Kosher food is readily available and there are also many kosher restaurants throughout the country.
Jewish education is organized by the National Institute of Education and Culture, and each state has its own committee. São Paulo has four orthodox schools and four traditional schools. There are several Jewish schools in Rio de Janeiro, including the 500-student Bar-Ilan school, which also has a kosher dining room and a synagogue.
The youth movements of Hashomer Hatzair, B'nai Akiva, Chazit Hanoar, Netzach and Habonim Dror are active in Brazil. B’nai Brith also operates in Brazil, offering young Brazilian Jews the ability to connect with other young Jews across the world. There are sports clubs affiliated with Hebraica in São Paulo and Rio de Janeiro that provide recreation and cultural resources.
The first Jewish newspaper published in idyll in Brazil was Di Menscheit, in 1915 in Porto Alegre, and the communities in several cities maintained intense press, theater and cultural activity in general.
Today, Brazil has Jewish newspapers and magazines, such as the Tribune Judaica, Morasha and Shalom. There is also a Jewish television channel called Mosaic.
There are a number of notable Jewish sites in Brazil. In the city of Recife, there is the historic Kahal Zur Israel Synagogue, which was the first synagogue in the Americas.
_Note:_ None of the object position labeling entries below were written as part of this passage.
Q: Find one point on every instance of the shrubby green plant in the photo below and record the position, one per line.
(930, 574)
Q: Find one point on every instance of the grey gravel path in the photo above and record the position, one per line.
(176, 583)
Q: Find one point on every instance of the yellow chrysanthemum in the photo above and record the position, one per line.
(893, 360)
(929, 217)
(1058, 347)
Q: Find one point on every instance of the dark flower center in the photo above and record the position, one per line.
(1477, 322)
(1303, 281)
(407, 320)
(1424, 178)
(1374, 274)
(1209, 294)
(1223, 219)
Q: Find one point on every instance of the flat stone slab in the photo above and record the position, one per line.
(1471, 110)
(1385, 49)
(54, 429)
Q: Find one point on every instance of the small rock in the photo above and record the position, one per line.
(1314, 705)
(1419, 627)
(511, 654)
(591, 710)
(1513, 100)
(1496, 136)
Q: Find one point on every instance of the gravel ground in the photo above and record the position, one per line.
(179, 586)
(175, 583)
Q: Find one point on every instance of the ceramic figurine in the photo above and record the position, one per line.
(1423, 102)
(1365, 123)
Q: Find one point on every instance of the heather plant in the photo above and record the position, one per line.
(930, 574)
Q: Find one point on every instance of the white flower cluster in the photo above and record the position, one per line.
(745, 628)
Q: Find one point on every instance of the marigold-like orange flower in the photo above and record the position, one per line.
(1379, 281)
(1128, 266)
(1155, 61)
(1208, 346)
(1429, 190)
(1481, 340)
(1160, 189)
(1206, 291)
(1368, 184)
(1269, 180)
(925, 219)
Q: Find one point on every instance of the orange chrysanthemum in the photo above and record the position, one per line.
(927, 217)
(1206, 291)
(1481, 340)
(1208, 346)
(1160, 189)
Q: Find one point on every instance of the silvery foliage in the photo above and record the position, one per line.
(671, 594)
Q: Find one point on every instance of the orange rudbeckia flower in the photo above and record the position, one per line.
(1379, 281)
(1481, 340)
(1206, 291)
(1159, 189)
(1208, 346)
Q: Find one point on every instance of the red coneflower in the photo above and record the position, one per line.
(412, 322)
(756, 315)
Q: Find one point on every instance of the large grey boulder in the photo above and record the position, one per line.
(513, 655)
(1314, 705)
The Judaic Archives of Pernambuco are also located in Recife.
In Rio de Janeiro, there are several places of interest such as the ARI synagogue in Botafogo, the Itzhak Rabin Park (inaugurated by his wife Lea), the Lapa District, the Hebraica Club, the Jewish museum, and the Eliezer School. Rua Alfandega in Rio is the center of Rio’s old Jewish neighborhood and is a notable Jewish site for those interested in the history of Jewish life in Brazil.
São Pablo has the Hebraica Club, the Unibes Cultural Center, the current Jewish Quarter, the Old Jewish Quarter, the Kehilat Israel Synagogue (the oldest in the city), and the Judaica Immigration Memorial, among many other sites.
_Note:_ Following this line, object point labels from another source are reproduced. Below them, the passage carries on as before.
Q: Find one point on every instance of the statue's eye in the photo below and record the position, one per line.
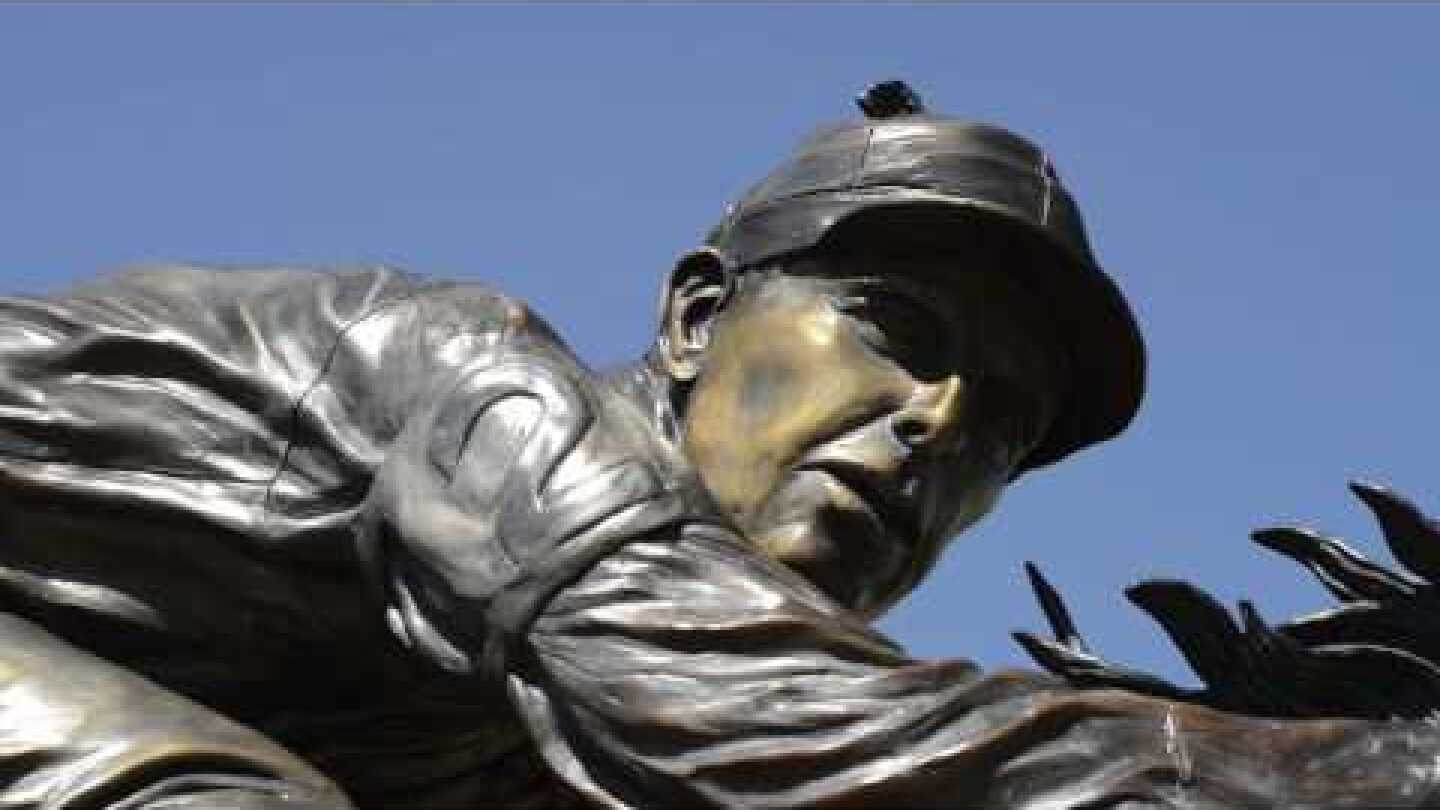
(902, 329)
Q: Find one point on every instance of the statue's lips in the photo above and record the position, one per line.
(887, 503)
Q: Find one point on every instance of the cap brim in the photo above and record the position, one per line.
(1092, 320)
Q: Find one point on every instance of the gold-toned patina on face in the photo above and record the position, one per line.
(853, 414)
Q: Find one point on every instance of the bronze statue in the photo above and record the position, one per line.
(287, 538)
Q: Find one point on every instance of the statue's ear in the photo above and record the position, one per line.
(699, 290)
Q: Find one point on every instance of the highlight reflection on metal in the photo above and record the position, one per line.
(287, 538)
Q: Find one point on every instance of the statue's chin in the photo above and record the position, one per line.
(831, 539)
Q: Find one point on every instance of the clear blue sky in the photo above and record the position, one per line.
(1262, 182)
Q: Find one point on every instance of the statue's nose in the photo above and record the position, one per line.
(932, 412)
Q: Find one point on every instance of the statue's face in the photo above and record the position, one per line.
(853, 414)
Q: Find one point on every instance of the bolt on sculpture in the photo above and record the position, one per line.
(287, 538)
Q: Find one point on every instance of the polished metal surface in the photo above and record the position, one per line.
(353, 538)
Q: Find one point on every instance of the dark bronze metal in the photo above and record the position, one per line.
(294, 538)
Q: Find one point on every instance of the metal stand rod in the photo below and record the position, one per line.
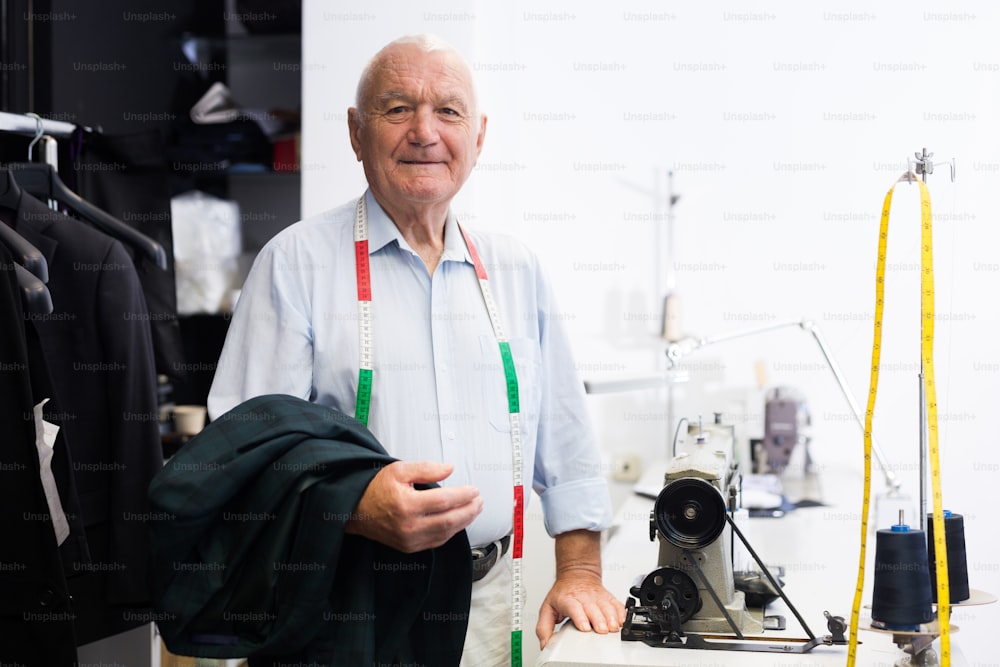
(923, 451)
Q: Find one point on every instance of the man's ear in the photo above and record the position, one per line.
(481, 136)
(354, 129)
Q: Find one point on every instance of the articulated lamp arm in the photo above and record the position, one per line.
(681, 348)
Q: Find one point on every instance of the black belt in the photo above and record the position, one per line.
(484, 558)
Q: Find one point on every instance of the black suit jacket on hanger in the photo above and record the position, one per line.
(98, 347)
(36, 620)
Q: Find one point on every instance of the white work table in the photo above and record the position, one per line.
(818, 547)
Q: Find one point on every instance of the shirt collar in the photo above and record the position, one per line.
(382, 231)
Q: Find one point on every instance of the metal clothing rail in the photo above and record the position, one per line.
(27, 125)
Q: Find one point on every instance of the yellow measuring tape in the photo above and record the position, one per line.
(927, 359)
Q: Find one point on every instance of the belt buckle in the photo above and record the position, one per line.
(483, 560)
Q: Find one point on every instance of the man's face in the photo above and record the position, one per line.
(420, 135)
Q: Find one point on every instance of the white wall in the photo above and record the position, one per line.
(784, 125)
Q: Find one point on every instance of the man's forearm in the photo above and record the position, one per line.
(579, 552)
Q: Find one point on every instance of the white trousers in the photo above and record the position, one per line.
(487, 643)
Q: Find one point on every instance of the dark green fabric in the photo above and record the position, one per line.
(250, 556)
The city of Curitiba has a Holocaust Museum.
Brazil and Israel have maintained full diplomatic relations since 1949. The decisive role of Oswaldo Aranha, head of the Brazilian delegation to the UN for Brazil, in the Session of the General Assembly of the United Nations that approved the plan of partition of Palestine (1947), allowing for the creation of the State of Israel, is still remembered in Israel. In 2010, President Luiz Inácio Lula da Silva visited Israel, the first official visit by a Brazilian Head of State to the country.